Lampeão entraria em Capela e tornaria o ano de 1929 a marca cronológica de sua presença, freqüente, em Sergipe, fazendo amizades, criando uma rede de coiteiros, durante 9 anos, até tombar na Gruta do Angico, ao lado da mulher e de alguns dos seus companheiros de cangaço. A fama de Lampeão espalhou-se rapidamente, e já em 1930 apareciam, em Porto da Folha, algumas pessoas que se diziam emissários do capitão e de Corisco, recolhendo dinheiro de pessoas incautas.
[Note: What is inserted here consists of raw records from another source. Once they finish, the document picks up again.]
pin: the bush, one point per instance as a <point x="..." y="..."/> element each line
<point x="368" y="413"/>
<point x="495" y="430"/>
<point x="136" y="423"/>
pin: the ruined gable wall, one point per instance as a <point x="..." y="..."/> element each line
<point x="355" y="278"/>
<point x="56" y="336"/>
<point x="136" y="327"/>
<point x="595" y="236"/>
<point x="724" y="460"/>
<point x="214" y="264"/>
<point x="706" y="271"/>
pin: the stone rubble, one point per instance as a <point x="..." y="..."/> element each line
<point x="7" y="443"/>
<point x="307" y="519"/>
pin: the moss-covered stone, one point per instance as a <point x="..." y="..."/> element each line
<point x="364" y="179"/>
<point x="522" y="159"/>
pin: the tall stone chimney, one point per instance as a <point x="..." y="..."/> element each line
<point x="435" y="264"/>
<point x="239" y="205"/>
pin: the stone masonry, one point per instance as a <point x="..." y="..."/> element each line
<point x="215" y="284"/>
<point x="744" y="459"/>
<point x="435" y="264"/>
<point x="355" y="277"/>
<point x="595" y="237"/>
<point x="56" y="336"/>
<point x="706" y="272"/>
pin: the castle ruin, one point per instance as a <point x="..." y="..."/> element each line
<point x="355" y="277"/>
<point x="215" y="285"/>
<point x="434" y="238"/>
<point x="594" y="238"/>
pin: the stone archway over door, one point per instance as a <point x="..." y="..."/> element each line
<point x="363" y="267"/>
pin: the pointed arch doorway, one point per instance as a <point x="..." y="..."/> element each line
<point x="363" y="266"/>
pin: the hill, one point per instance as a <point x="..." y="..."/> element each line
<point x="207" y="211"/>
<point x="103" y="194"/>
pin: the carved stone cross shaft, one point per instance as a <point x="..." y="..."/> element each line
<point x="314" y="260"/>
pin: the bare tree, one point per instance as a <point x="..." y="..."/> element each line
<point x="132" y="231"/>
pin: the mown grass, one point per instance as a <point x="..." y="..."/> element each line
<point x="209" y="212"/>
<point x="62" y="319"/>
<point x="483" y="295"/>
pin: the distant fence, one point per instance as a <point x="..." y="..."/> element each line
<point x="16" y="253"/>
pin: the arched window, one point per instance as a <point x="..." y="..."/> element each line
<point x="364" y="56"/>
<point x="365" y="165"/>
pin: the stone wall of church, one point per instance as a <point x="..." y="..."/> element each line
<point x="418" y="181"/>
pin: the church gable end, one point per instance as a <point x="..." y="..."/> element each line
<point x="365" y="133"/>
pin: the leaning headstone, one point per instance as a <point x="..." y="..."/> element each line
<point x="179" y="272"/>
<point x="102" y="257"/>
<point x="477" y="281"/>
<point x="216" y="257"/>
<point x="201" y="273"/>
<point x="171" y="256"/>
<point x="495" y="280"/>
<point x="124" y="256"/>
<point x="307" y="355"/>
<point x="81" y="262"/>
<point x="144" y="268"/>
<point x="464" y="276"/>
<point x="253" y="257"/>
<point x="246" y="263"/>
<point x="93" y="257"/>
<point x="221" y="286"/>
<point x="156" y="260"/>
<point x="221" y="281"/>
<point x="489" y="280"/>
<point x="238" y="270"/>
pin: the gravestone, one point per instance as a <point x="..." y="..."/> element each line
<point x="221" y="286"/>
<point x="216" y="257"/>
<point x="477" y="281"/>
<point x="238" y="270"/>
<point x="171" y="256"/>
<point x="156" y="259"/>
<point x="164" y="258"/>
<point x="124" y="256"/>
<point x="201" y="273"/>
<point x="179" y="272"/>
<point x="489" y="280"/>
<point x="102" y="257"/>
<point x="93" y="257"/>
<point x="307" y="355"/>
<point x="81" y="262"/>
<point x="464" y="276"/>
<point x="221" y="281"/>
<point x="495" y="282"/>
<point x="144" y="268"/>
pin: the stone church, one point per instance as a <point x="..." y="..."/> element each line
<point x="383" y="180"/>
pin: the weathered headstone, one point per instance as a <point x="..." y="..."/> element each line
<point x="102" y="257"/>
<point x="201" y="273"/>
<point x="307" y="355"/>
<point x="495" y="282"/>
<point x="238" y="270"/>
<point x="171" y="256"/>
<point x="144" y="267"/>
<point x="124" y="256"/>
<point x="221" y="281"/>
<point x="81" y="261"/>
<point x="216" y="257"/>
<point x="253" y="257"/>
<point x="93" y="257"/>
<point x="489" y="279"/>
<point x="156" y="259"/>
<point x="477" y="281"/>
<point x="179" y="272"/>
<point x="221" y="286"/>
Em janeiro de 1931 Manuel Luiz de Jesus, antes conhecido como Manuel dos Cajueiros, nascido no Cágado, município de Frei Paulo. “Corisco Preto” ou “Corisco Negro”, como passou a ser identificado, formou com irmãos e amigos um grupo que roubava.em Frei Paulo, até ser preso na Penitenciária de Aracaju, de lá fugindo e voltando ao crime, sendo novamente preso em Simão Dias, em 1935, e mandado de volta ao xadrex, até a década de 1940. O próprio Virgulino Ferreira da Silva, em setembro de 1931, foi denunciado em processo, tendo sua prisão decretada, pelo Juiz Municipal de Nossa Senhora das Dores, e confirmada pelo Juiz de Direito interino de Japaratuba, Carlos Vieira Sobral, acusado de matar o lavrador José Elpídio dos Santos, em Cruzeiro das Moças, e ter seqüestrado duas mulheres, como ato de vingança.
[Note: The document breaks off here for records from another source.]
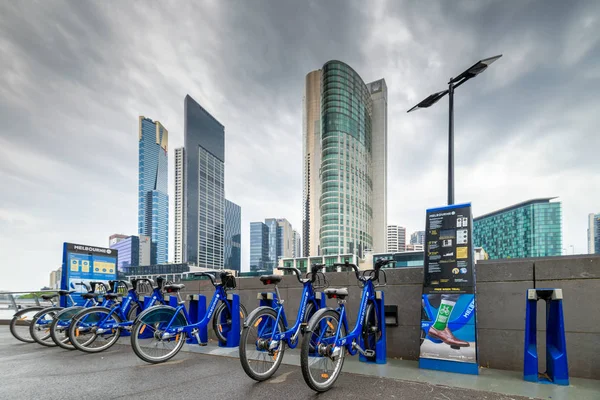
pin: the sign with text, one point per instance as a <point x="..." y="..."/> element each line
<point x="448" y="313"/>
<point x="85" y="264"/>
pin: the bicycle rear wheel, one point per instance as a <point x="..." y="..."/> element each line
<point x="40" y="326"/>
<point x="154" y="338"/>
<point x="222" y="321"/>
<point x="94" y="329"/>
<point x="321" y="362"/>
<point x="19" y="324"/>
<point x="261" y="357"/>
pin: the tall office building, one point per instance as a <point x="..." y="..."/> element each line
<point x="259" y="247"/>
<point x="270" y="241"/>
<point x="232" y="235"/>
<point x="179" y="196"/>
<point x="532" y="228"/>
<point x="128" y="252"/>
<point x="594" y="234"/>
<point x="203" y="201"/>
<point x="311" y="143"/>
<point x="297" y="244"/>
<point x="153" y="203"/>
<point x="345" y="142"/>
<point x="396" y="239"/>
<point x="417" y="237"/>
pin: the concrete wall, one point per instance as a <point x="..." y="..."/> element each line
<point x="501" y="291"/>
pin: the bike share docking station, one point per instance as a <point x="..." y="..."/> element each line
<point x="381" y="344"/>
<point x="197" y="311"/>
<point x="557" y="367"/>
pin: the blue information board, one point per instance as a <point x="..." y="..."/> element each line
<point x="85" y="264"/>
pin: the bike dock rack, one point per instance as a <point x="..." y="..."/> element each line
<point x="557" y="367"/>
<point x="381" y="345"/>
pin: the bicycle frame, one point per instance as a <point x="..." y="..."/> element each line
<point x="368" y="294"/>
<point x="289" y="335"/>
<point x="219" y="295"/>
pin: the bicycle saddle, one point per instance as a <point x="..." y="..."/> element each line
<point x="174" y="287"/>
<point x="270" y="279"/>
<point x="333" y="293"/>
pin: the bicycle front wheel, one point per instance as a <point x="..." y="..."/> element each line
<point x="20" y="322"/>
<point x="40" y="326"/>
<point x="94" y="329"/>
<point x="320" y="360"/>
<point x="222" y="321"/>
<point x="157" y="336"/>
<point x="59" y="328"/>
<point x="260" y="356"/>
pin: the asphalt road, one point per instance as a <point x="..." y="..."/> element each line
<point x="30" y="371"/>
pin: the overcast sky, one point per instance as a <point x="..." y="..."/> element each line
<point x="75" y="76"/>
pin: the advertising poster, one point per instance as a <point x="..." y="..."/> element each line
<point x="448" y="330"/>
<point x="83" y="263"/>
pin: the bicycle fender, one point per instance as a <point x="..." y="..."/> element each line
<point x="253" y="313"/>
<point x="313" y="320"/>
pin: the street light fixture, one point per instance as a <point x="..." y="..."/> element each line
<point x="430" y="100"/>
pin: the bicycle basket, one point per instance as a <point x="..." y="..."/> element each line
<point x="228" y="281"/>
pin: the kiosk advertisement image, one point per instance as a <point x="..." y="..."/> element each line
<point x="448" y="333"/>
<point x="83" y="263"/>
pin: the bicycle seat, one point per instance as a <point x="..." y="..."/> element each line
<point x="174" y="287"/>
<point x="270" y="279"/>
<point x="333" y="293"/>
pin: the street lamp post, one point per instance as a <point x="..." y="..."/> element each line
<point x="430" y="100"/>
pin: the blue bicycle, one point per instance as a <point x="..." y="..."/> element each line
<point x="160" y="332"/>
<point x="326" y="340"/>
<point x="266" y="332"/>
<point x="59" y="327"/>
<point x="96" y="329"/>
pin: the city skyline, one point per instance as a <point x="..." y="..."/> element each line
<point x="527" y="128"/>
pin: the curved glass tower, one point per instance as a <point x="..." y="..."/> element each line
<point x="346" y="162"/>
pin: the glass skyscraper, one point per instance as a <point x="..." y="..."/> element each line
<point x="202" y="173"/>
<point x="232" y="236"/>
<point x="529" y="229"/>
<point x="259" y="247"/>
<point x="353" y="144"/>
<point x="153" y="201"/>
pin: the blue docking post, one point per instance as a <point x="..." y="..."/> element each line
<point x="381" y="345"/>
<point x="197" y="311"/>
<point x="233" y="333"/>
<point x="557" y="367"/>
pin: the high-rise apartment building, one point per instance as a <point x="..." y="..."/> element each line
<point x="532" y="228"/>
<point x="259" y="247"/>
<point x="396" y="239"/>
<point x="232" y="235"/>
<point x="297" y="244"/>
<point x="153" y="200"/>
<point x="417" y="237"/>
<point x="202" y="171"/>
<point x="594" y="234"/>
<point x="179" y="196"/>
<point x="128" y="252"/>
<point x="311" y="143"/>
<point x="270" y="241"/>
<point x="345" y="162"/>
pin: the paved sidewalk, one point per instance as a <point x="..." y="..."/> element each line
<point x="30" y="371"/>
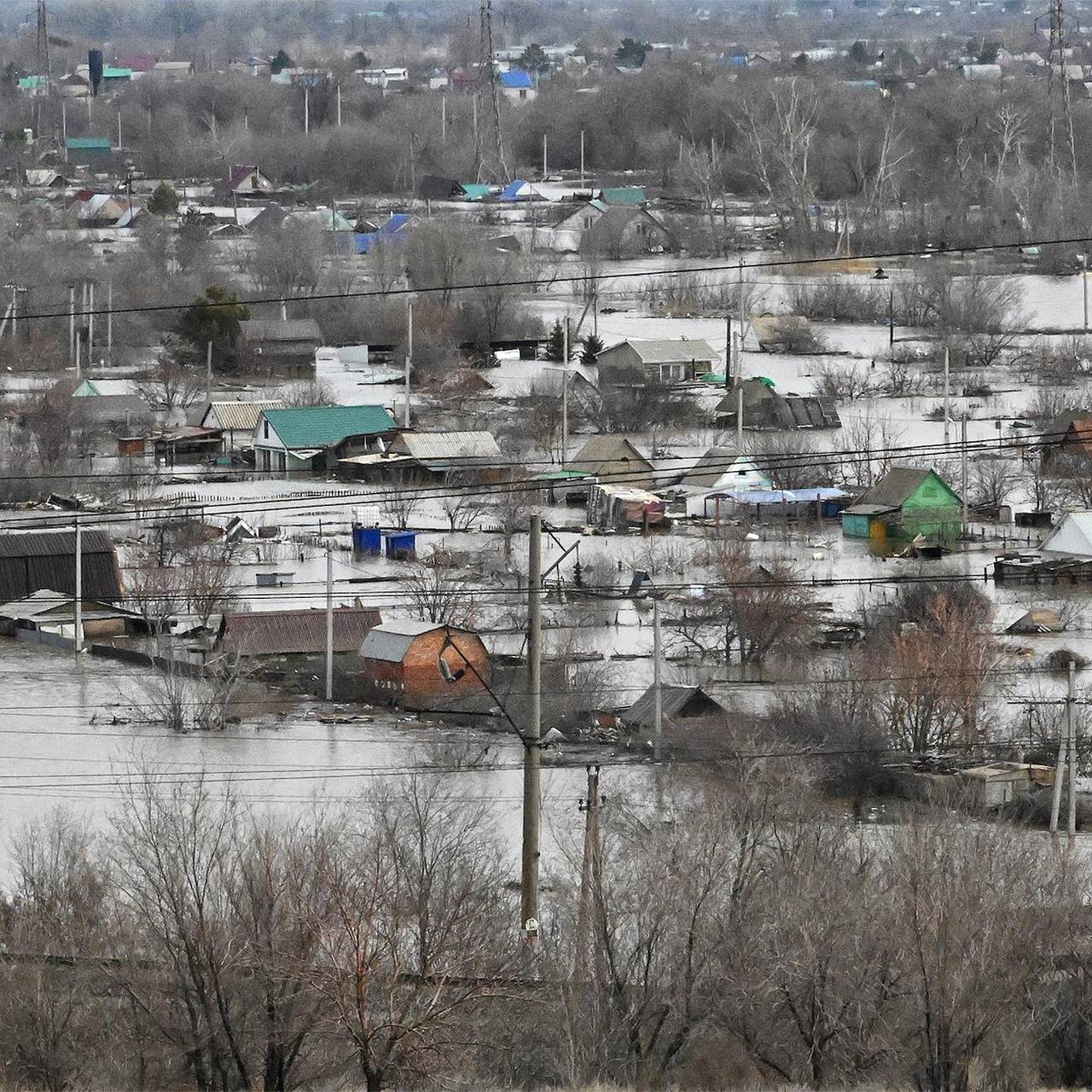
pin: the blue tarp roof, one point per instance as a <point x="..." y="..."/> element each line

As andanças de Lampeão em Sergipe, seu trânsito livre em certas e determinadas áreas, suas amizades, seus companheiros recrutados em Poço Redondo e em outros lugares sergipanos, ainda provocam interesse dos pesquisadores e estudiosos do País, notadamente do Nordeste, onde a saga dos cangaceiros vive no imaginário popular, incorporada à memória social. O Encontro Cultural de Alagadiço (Frei Paulo), reunindo alguns estudiosos, capitaneados por Frederico Pernambucano de Melo, a família de Lampeão, especialmente Expedita Ferreira e Vera Ferreira, filha e neta do Capitão Virgulino, e outros interessados, bem demonstra a atualidade do ciclo.
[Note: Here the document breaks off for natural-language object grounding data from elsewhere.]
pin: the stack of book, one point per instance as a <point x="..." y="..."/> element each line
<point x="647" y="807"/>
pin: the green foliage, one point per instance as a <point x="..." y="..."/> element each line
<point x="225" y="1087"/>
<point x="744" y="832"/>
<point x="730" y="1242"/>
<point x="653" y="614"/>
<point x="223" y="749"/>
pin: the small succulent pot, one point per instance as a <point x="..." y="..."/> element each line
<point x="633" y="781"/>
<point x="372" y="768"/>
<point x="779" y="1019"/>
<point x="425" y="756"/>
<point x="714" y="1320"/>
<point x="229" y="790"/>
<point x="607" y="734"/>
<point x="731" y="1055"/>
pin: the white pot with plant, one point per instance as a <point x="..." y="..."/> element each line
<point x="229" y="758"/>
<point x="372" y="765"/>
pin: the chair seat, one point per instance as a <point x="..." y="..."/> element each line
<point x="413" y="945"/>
Com 69 anos de morto, Virgulino Ferreira de Silva ainda é um personagem essencial à compreensão da sociologia e da cultura do Nordeste. È preciso que o contexto nordestino seja melhor conhecido e entendido, antes que se avolumem os clichês que fazem da imagem do cangaceiro um pêndulo, entre o heroísmo e a maldade, como se não fosse possível retratá-lo, com suas contradições, como alguém que transitou entre a natureza e a cultura, entre o passado e o futuro, entre o poder delegado e o mando próprio, insurgente, ilegal. Ao cobrar vingança, Lampeão estava estribado numa velha pena portuguesa, ao marcar, com suas iniciais JB, o rosto de mulheres de cabelo curto ou de vestido curto, Zé Baiano também valia-se de outra pena portuguesa, constante das Ordenações do Reino, aplicada comumente contra os mouros, banida pelo Rei D. João III, conhecido como O Piedoso, por Alvará de 27 de fevereiro de 1523, mas que voltou a vigorar com as Ordenações Filipinas, conjunto de leis e penas utilizadas durante o domínio espanhol em Portugal. Diz a lei:
“Mandamos que nenhum cristão, que fosse convertido da Lei dos Mouros à
nossa, sendo forro, nem mouro forro, de quaisquer partes que sejam, venha
nem entre nestes Reinos e Senhorios, posto que diga, com vem com intenção
de negociar, sob pena de, sendo eles achado das arraias (limites) para dentro,
ser cativo de quem o acusar, publicamente açoitado, e ferrado no rosto, para
se saber como é cativo, e perderá sua fazenda ( seus bens).”